Profiling of translatomes of in vivo-grown pollen tubes reveals genes with roles in micropylar guidance during pollination in Arabidopsis.

Transcriptome profiling has been used to identify genes expressed in pollen tubes elongating in vitro; however, little is known of the transcriptome of in vivo-grown pollen tubes due to the difficulty of collecting pollen that is elongating within the solid maternal gynoecium. Using a pollen-specific promoter (ProLAT52) to generate epitope-tagged polysomal-RNA complexes that could be affinity purified, we obtained mRNAs undergoing translation (the translatome) of in vivo-grown pollen tubes from self-pollinated gynoecia of Arabidopsis thaliana.
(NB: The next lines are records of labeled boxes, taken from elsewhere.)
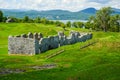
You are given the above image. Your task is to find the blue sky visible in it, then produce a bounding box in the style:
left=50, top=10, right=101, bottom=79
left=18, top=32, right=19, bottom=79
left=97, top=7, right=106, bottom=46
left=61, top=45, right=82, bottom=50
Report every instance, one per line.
left=0, top=0, right=120, bottom=12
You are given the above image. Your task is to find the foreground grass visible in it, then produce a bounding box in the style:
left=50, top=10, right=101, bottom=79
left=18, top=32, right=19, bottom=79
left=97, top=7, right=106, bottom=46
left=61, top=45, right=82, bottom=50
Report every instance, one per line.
left=0, top=23, right=120, bottom=80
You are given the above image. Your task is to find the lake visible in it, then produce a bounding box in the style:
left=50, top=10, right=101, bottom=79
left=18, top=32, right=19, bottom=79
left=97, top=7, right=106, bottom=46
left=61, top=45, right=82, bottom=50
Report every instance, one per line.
left=52, top=20, right=88, bottom=24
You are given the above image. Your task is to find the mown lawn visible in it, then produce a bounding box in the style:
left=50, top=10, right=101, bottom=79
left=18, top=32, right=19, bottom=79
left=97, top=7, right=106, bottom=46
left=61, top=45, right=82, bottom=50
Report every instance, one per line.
left=0, top=23, right=120, bottom=80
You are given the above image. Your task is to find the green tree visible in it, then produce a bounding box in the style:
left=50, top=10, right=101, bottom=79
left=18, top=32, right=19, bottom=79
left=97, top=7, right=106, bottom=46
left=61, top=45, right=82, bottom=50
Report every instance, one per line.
left=96, top=7, right=113, bottom=32
left=0, top=11, right=3, bottom=22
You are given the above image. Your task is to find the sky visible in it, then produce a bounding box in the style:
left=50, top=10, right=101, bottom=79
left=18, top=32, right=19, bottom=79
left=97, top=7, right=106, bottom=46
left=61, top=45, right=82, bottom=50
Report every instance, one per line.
left=0, top=0, right=120, bottom=12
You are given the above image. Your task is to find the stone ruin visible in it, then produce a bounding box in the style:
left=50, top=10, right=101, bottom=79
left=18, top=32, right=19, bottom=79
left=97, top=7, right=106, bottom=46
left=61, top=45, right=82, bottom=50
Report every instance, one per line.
left=8, top=31, right=92, bottom=55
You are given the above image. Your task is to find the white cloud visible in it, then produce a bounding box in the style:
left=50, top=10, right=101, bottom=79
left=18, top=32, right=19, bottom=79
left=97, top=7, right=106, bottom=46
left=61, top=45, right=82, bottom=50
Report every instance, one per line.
left=0, top=0, right=120, bottom=11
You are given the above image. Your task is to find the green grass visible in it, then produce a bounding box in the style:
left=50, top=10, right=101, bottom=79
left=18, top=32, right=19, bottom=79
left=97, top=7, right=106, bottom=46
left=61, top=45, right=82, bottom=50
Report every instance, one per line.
left=0, top=23, right=120, bottom=80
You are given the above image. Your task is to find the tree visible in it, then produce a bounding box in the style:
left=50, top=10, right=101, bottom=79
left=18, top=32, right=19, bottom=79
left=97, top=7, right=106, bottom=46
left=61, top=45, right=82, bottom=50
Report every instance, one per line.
left=96, top=7, right=112, bottom=32
left=0, top=11, right=3, bottom=22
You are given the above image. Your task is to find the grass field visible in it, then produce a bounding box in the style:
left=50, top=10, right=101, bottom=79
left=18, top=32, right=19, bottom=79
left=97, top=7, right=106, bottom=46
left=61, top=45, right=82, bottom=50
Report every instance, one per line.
left=0, top=23, right=120, bottom=80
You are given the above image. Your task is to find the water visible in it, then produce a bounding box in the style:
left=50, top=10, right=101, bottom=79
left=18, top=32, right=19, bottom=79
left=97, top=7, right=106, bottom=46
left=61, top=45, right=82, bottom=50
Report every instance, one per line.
left=53, top=20, right=87, bottom=24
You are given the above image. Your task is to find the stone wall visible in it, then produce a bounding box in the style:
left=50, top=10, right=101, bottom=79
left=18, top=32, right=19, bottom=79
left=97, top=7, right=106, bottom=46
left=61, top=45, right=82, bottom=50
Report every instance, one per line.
left=8, top=31, right=92, bottom=55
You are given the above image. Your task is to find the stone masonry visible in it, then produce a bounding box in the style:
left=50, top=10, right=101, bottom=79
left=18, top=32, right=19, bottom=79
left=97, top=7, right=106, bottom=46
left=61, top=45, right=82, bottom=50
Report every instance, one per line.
left=8, top=31, right=92, bottom=55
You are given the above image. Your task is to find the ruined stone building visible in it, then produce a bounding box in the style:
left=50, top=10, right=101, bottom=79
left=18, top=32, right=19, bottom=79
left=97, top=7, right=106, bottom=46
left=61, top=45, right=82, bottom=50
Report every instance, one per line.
left=8, top=31, right=92, bottom=55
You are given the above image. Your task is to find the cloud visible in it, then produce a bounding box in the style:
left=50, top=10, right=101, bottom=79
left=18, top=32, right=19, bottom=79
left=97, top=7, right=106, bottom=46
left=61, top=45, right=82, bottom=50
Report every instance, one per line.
left=0, top=0, right=120, bottom=11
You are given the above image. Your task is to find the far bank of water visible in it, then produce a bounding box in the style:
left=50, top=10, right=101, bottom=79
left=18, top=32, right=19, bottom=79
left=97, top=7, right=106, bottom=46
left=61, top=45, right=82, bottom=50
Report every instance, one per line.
left=52, top=20, right=88, bottom=24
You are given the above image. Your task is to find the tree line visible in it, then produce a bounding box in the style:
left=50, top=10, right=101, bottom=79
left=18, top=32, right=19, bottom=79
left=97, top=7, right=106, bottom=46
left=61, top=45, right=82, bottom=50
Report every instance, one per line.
left=0, top=7, right=120, bottom=32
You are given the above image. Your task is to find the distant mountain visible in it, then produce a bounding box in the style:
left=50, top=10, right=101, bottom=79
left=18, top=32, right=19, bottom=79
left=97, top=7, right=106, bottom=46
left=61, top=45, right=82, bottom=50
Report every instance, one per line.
left=80, top=8, right=97, bottom=14
left=0, top=8, right=120, bottom=20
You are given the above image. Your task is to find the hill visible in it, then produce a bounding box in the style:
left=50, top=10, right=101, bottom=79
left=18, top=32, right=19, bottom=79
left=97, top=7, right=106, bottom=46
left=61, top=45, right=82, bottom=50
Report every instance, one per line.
left=0, top=23, right=120, bottom=80
left=1, top=8, right=120, bottom=20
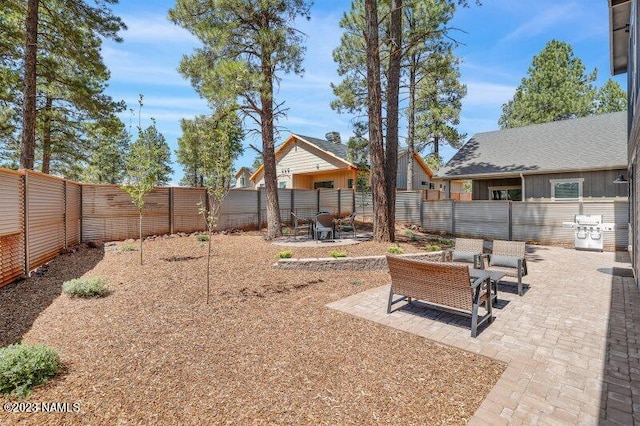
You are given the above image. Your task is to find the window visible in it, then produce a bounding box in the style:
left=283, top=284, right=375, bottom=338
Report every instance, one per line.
left=489, top=186, right=522, bottom=201
left=313, top=180, right=333, bottom=189
left=549, top=178, right=584, bottom=200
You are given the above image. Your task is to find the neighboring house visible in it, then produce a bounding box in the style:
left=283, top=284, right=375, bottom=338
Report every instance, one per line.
left=235, top=167, right=253, bottom=189
left=436, top=112, right=628, bottom=201
left=609, top=0, right=640, bottom=284
left=251, top=132, right=433, bottom=189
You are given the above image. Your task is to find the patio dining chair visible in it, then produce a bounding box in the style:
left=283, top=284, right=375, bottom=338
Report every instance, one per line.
left=488, top=240, right=527, bottom=296
left=335, top=212, right=356, bottom=238
left=291, top=212, right=311, bottom=240
left=441, top=238, right=484, bottom=269
left=313, top=213, right=334, bottom=242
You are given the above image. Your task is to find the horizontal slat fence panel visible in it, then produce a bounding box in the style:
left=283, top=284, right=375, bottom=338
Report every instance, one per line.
left=318, top=189, right=340, bottom=216
left=292, top=189, right=318, bottom=220
left=172, top=188, right=207, bottom=232
left=422, top=200, right=453, bottom=234
left=65, top=181, right=80, bottom=247
left=396, top=191, right=422, bottom=225
left=340, top=189, right=354, bottom=216
left=82, top=185, right=169, bottom=241
left=454, top=201, right=509, bottom=240
left=355, top=192, right=373, bottom=220
left=0, top=169, right=24, bottom=287
left=511, top=201, right=580, bottom=243
left=216, top=189, right=258, bottom=229
left=26, top=172, right=65, bottom=270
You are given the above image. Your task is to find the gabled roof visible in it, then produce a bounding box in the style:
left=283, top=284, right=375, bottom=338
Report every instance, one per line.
left=249, top=134, right=358, bottom=182
left=235, top=167, right=253, bottom=178
left=438, top=111, right=627, bottom=179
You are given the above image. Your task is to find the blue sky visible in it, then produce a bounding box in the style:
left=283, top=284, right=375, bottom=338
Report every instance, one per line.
left=103, top=0, right=626, bottom=184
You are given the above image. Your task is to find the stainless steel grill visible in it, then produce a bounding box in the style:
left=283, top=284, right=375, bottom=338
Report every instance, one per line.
left=562, top=214, right=615, bottom=251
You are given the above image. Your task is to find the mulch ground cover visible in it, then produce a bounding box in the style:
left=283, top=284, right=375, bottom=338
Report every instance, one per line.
left=0, top=232, right=505, bottom=424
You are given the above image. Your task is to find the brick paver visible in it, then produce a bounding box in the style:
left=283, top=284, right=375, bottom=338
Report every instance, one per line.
left=327, top=246, right=640, bottom=425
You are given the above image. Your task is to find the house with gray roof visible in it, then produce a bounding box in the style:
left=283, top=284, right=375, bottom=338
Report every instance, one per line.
left=251, top=132, right=433, bottom=189
left=436, top=111, right=628, bottom=201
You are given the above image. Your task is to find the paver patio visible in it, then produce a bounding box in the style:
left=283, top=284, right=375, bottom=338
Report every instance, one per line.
left=327, top=246, right=640, bottom=425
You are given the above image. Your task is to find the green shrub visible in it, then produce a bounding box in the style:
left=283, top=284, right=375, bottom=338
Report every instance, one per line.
left=387, top=246, right=404, bottom=254
left=276, top=250, right=293, bottom=259
left=196, top=234, right=209, bottom=242
left=62, top=277, right=109, bottom=299
left=0, top=343, right=60, bottom=397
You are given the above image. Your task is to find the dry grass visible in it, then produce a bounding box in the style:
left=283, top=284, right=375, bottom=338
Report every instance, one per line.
left=0, top=233, right=504, bottom=424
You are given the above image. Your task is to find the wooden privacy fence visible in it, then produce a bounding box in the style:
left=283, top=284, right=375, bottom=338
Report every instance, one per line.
left=0, top=169, right=629, bottom=287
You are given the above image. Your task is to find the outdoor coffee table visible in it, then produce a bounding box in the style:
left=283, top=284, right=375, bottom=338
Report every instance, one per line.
left=469, top=268, right=504, bottom=303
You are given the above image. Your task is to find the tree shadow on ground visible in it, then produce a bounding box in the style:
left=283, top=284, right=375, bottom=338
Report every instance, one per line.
left=0, top=246, right=104, bottom=347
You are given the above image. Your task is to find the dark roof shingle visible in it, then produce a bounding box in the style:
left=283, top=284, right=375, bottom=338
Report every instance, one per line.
left=438, top=111, right=627, bottom=178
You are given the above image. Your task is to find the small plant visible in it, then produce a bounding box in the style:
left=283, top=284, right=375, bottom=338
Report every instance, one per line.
left=196, top=234, right=209, bottom=243
left=62, top=277, right=109, bottom=299
left=387, top=246, right=404, bottom=254
left=276, top=250, right=293, bottom=259
left=0, top=343, right=60, bottom=397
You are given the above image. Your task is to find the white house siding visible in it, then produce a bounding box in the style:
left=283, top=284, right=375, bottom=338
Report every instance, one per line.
left=256, top=141, right=347, bottom=188
left=396, top=151, right=431, bottom=189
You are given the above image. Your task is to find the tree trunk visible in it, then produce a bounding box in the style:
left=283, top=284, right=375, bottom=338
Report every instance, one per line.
left=407, top=53, right=417, bottom=191
left=384, top=0, right=402, bottom=241
left=138, top=209, right=142, bottom=265
left=41, top=96, right=53, bottom=174
left=20, top=0, right=38, bottom=170
left=364, top=0, right=391, bottom=241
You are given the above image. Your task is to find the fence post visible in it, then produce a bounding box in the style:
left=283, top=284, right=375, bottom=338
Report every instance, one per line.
left=289, top=188, right=296, bottom=220
left=78, top=184, right=84, bottom=242
left=451, top=199, right=456, bottom=237
left=169, top=187, right=173, bottom=234
left=22, top=171, right=29, bottom=277
left=509, top=200, right=513, bottom=241
left=62, top=179, right=69, bottom=250
left=257, top=188, right=262, bottom=231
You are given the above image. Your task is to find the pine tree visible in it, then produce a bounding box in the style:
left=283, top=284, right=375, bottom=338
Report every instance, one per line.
left=169, top=0, right=309, bottom=238
left=498, top=40, right=597, bottom=129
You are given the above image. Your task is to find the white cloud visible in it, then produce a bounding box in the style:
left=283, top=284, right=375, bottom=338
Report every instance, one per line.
left=121, top=14, right=198, bottom=45
left=500, top=2, right=585, bottom=42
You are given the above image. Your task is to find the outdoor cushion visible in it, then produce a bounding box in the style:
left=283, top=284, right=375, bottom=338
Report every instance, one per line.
left=451, top=250, right=478, bottom=263
left=491, top=254, right=519, bottom=268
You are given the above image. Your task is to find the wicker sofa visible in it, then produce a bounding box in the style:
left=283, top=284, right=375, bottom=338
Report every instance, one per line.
left=387, top=255, right=493, bottom=337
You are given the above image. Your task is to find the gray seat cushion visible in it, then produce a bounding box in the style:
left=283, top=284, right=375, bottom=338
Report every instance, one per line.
left=489, top=254, right=519, bottom=268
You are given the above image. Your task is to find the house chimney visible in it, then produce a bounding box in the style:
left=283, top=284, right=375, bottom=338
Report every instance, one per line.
left=324, top=132, right=341, bottom=145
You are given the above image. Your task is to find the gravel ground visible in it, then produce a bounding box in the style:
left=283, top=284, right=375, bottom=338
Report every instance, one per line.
left=0, top=232, right=505, bottom=424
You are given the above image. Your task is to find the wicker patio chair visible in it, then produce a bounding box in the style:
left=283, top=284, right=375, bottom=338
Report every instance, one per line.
left=335, top=212, right=356, bottom=238
left=291, top=212, right=311, bottom=240
left=489, top=240, right=527, bottom=296
left=387, top=255, right=493, bottom=337
left=441, top=238, right=484, bottom=269
left=313, top=213, right=334, bottom=242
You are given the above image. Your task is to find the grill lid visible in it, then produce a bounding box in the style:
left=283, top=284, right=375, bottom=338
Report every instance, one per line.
left=573, top=214, right=602, bottom=226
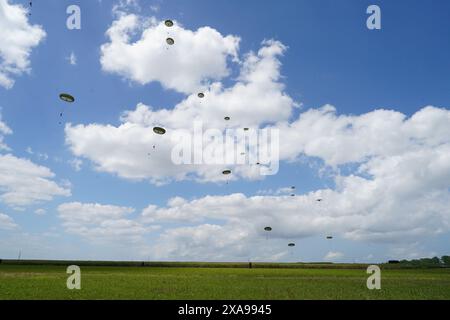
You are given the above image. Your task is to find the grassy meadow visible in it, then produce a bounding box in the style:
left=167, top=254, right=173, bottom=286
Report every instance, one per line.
left=0, top=263, right=450, bottom=300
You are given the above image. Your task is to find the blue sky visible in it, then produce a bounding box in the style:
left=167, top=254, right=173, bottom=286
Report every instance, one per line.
left=0, top=0, right=450, bottom=261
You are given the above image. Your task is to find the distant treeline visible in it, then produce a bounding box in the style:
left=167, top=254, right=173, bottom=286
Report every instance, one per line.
left=392, top=256, right=450, bottom=268
left=0, top=256, right=450, bottom=269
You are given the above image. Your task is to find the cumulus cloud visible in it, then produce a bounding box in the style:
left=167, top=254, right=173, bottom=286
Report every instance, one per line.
left=0, top=113, right=12, bottom=151
left=142, top=177, right=450, bottom=260
left=323, top=251, right=344, bottom=261
left=280, top=105, right=450, bottom=167
left=100, top=13, right=239, bottom=93
left=65, top=41, right=296, bottom=183
left=34, top=208, right=47, bottom=216
left=0, top=154, right=71, bottom=208
left=58, top=202, right=154, bottom=242
left=0, top=212, right=18, bottom=230
left=0, top=0, right=46, bottom=89
left=65, top=18, right=450, bottom=260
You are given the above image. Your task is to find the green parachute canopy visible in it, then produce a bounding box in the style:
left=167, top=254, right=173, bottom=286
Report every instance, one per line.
left=153, top=127, right=166, bottom=134
left=59, top=93, right=75, bottom=103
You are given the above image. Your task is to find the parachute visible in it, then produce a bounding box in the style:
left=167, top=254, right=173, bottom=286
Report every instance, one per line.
left=59, top=93, right=75, bottom=103
left=153, top=127, right=166, bottom=134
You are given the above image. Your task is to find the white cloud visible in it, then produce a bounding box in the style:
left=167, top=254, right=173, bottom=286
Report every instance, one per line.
left=68, top=158, right=83, bottom=172
left=67, top=51, right=77, bottom=66
left=101, top=14, right=239, bottom=93
left=0, top=154, right=70, bottom=208
left=0, top=212, right=18, bottom=230
left=280, top=105, right=450, bottom=166
left=0, top=0, right=45, bottom=89
left=65, top=41, right=296, bottom=183
left=323, top=251, right=344, bottom=261
left=0, top=114, right=12, bottom=151
left=34, top=209, right=47, bottom=216
left=58, top=202, right=154, bottom=242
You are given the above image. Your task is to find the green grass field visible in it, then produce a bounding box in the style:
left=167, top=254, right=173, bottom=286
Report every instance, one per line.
left=0, top=264, right=450, bottom=300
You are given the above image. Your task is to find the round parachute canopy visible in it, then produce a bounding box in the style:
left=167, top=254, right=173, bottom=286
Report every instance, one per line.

Translatomes of pollen grains as well as in vivo- and in vitro-cultured pollen tubes were assayed by microarray analyses, revealing over 500 transcripts specifically enriched in in vivo-elongating pollen tubes. Functional analyses of several in vivo mutants (iv) of these pollination-enhanced transcripts revealed partial pollination/fertilization and seed formation defects in siliques (iv2, iv4, and iv6). Cytological observation confirmed the involvement of these genes in specialized processes including micropylar guidance (IV6 and IV4), pollen tube burst (IV2), and repulsion of multiple pollen tubes in embryo sac (IV2). In summary, the selective immunopurification of transcripts engaged with polysomes in pollen tubes within self-fertilized florets has identified a cohort of pollination-enriched transcripts that facilitated the identification of genes important in in vivo pollen tube biology.